Now plug the URL of your Huginn server (https://your-huginn.box.example.com) into your web browser, and when prompted enter your username and the password you added to Nginx. You will see the Huginn login screen; enter the username and password you gave when you used rake to seed the database and you will be logged into Huginn.
Incidentally, you'll want to disconnect from Screen so you can eventually log out of your (virtual) machine but leave Huginn running in the background. You'll do this by keying the sequence control+a and then d (for "disconnect from this session"). Screen will keep running in the background as if you were still logged in. To reconnect to that session later, enter the command screen -r ("reconnect to the first disconnected session belonging to me that you find") at the user shell.
And there you have it.

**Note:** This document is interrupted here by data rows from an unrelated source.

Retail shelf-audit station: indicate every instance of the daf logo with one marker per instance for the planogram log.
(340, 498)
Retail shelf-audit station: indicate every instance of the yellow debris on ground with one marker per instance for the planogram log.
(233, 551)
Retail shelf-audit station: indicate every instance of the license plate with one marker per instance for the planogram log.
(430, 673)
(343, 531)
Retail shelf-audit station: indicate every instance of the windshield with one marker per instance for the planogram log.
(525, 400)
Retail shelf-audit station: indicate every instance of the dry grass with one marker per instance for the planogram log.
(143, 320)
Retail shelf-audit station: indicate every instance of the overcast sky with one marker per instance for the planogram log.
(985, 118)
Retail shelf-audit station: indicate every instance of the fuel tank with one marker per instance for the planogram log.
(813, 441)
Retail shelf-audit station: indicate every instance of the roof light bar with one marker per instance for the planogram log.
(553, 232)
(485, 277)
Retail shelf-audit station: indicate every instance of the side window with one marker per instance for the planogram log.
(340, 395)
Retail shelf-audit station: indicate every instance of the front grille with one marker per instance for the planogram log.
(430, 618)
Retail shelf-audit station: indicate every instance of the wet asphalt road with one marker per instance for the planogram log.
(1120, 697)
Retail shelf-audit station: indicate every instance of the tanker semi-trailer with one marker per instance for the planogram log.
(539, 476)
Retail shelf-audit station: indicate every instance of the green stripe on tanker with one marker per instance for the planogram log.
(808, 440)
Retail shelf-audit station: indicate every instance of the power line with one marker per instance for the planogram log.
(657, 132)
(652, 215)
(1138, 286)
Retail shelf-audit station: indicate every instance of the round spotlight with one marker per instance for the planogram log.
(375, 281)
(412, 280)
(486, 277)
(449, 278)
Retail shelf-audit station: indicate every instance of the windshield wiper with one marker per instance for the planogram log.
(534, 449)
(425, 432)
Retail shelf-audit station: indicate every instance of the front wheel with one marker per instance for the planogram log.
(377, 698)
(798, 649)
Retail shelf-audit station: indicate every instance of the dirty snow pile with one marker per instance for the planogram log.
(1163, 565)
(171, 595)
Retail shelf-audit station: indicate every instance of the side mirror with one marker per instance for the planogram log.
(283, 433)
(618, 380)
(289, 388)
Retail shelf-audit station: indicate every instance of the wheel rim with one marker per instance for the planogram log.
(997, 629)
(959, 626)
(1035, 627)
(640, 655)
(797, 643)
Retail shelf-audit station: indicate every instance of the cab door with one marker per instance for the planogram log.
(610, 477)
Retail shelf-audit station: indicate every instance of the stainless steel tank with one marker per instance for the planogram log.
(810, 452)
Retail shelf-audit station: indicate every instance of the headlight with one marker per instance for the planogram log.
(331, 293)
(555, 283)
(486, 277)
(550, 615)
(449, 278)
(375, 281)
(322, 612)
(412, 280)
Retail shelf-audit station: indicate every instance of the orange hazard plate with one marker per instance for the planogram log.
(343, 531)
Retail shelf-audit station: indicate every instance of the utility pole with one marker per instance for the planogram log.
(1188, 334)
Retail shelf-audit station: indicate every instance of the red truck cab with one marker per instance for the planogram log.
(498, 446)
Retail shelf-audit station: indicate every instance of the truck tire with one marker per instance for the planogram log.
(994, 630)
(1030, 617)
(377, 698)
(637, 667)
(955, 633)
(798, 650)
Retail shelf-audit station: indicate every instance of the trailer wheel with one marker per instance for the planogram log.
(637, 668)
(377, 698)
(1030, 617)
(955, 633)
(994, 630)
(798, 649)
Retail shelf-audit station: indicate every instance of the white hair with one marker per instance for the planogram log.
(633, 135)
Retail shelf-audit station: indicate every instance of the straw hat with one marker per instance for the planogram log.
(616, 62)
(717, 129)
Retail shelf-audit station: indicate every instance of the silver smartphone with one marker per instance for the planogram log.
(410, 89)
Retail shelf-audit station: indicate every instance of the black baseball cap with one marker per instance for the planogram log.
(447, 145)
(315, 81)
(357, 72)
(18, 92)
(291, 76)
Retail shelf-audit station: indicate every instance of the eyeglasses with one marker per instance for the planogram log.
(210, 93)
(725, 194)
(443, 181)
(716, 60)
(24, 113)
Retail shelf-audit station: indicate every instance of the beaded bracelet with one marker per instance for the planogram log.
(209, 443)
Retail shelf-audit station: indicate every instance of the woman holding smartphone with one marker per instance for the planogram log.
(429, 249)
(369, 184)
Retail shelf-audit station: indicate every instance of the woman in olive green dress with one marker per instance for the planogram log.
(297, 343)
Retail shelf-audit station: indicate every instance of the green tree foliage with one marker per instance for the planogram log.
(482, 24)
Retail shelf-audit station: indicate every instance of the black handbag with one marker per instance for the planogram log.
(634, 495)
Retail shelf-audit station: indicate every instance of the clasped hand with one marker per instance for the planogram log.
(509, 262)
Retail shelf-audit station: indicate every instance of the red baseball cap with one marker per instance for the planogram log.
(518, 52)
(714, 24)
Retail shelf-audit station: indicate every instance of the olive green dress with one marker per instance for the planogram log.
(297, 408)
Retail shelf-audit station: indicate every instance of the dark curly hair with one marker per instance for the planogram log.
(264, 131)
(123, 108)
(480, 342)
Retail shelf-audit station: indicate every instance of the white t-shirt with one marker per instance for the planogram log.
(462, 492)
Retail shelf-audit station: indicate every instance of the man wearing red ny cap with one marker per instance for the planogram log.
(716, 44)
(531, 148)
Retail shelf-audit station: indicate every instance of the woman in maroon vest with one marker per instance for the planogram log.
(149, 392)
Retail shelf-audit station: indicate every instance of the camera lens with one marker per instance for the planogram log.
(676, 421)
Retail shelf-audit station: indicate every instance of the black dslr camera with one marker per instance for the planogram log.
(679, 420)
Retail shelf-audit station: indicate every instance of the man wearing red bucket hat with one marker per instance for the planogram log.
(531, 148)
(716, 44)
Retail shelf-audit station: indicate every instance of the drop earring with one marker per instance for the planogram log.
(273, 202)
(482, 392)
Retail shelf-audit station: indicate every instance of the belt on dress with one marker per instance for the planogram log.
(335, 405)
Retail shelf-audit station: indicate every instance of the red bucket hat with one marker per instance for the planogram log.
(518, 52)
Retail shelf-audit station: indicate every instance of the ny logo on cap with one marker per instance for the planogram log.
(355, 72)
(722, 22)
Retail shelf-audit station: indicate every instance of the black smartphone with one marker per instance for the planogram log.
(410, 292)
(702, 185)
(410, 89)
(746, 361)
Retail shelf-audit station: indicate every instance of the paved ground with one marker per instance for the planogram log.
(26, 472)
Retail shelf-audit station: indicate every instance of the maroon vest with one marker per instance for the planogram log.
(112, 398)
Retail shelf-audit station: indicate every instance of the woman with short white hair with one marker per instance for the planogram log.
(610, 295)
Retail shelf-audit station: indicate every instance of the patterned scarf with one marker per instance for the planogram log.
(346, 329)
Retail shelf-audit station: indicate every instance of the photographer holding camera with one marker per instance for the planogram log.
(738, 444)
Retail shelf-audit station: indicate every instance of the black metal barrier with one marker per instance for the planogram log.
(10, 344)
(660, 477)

It's been a long journey but thankfully you only have to do this once. My next post in this series will probably be about updating Huginn so it tracks the latest commits to the source code repository, and then after that I'll walk you through setting up a basic agent network. In the meantime, I highly recommend that you spend some time browsing the Huginn wiki on Github to get a feel for how it fits together and what it can do.